The future of the factory in Sleep Dealer...
The future of the factory in Sleep Dealer... Maya Entertainment

The cinema of this millennium's first decade gave us three great science fiction films: District 9, Children of Men, and Sleep Dealer. The last two weren't box-office hits, though both were much better than the first film, Neill Blomkamp's District 9 (2009). The second film, Alfonso Cuarón's Children of Men, is only now getting some attention because it's producing lots and lots of unexpected echoes as it moves through our moment. That movie turns out to be a dub for an event that hadn't happened when it was made in 2006: Brexit. Alex Rivera's Sleep Dealer is also generating echoes with our times. Set in the near future, the 2008 film is about a young Mexican man, Memo (Luis Fernando Peña), who leaves his village—which has been destroyed by US drones—to work in a strange factory in a border city. Trump's wall has been built, and no poor Mexican citizen can even dream of entering the US. The "fucken" wall is not only tall but militarized.
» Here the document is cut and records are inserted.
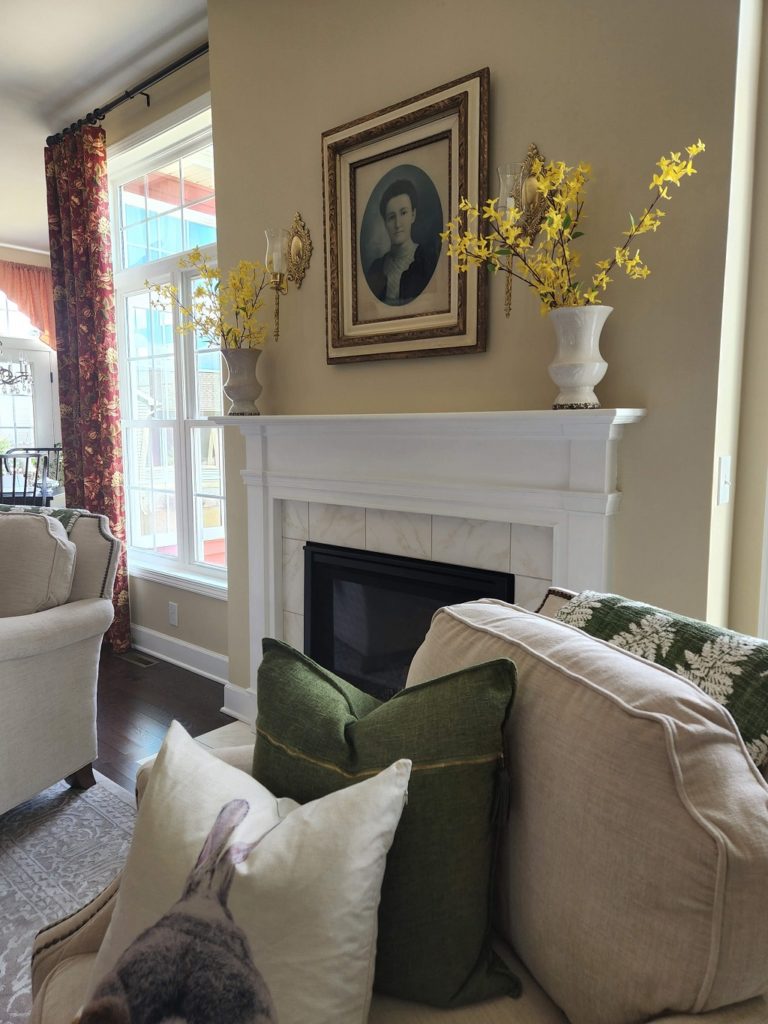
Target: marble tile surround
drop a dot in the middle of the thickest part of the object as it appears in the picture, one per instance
(523, 550)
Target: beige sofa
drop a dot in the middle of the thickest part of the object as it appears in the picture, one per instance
(55, 605)
(632, 882)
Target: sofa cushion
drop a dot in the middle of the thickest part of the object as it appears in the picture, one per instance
(316, 733)
(637, 853)
(306, 897)
(728, 666)
(37, 563)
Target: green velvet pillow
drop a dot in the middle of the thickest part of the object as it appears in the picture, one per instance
(317, 733)
(730, 667)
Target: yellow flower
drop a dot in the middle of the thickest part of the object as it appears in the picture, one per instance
(547, 262)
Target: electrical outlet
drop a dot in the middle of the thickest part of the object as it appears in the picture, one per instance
(724, 479)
But the US still needs Mexican labor. The solution is found in the strange factories around the border town. The Mexican men and women who work in these complexes do not actually make things (or at least, not directly), but instead, plug into a network that links them with robots in the US. They ensoul these machines, which pick fruit, care for children, and construct corporate towers and suburban homes across the border. With ensouling—which, in this future time, is still cheaper and more developed than artificial intelligence—the brown swamping problem is solved. The US can remain mostly white and still benefit from cheap labor.
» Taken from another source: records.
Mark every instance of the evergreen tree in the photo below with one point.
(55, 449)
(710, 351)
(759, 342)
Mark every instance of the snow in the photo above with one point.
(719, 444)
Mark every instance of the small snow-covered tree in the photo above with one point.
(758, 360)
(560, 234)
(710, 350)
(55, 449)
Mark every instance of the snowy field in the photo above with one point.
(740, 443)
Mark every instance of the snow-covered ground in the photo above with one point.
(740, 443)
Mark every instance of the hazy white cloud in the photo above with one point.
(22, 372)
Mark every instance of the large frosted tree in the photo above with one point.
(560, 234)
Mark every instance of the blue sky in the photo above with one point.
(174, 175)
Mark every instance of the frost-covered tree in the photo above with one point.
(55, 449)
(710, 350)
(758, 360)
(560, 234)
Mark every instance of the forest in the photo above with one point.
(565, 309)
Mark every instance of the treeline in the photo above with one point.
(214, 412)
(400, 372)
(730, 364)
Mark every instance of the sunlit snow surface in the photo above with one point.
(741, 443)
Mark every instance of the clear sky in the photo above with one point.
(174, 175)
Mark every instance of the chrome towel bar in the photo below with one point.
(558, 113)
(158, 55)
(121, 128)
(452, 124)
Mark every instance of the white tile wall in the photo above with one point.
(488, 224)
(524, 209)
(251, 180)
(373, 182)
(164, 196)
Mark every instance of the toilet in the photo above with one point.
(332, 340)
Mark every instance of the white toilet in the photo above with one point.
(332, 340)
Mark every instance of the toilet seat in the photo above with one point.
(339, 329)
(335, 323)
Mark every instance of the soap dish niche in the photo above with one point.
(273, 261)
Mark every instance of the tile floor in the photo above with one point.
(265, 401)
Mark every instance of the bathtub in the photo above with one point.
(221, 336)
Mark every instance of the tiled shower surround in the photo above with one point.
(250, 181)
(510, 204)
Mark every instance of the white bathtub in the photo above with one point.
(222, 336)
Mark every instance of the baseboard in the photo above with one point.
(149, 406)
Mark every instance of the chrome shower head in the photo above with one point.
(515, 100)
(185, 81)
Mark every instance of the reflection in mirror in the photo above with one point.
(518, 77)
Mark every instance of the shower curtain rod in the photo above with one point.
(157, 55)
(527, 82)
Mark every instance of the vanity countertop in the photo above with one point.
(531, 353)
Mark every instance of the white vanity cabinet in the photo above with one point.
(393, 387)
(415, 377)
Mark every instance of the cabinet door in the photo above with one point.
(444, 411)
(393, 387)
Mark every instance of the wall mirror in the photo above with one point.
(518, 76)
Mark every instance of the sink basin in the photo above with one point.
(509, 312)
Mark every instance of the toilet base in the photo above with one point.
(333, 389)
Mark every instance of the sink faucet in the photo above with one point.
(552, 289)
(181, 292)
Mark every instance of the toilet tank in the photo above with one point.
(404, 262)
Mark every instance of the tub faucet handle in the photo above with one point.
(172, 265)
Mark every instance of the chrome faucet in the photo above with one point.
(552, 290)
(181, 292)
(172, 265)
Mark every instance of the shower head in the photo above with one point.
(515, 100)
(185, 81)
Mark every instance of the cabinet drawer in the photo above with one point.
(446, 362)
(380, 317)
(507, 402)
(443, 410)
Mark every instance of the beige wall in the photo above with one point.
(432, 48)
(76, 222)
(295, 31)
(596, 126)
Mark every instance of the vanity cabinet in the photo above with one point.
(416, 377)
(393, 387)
Trump, however, cannot solve the labor/swamping problem because there's nothing in the world he rules that's like the robots in Sleep Dealer. What is he, and the white existential fear he represents, to do? Get physical: expel the labor and, by demographic force, make America white again. If this sounds too ridiculous to you, and you really believe there is some other more rational reason for Trump's immigration policies, then you have underestimated the depth and resilience of the roots of American whiteness.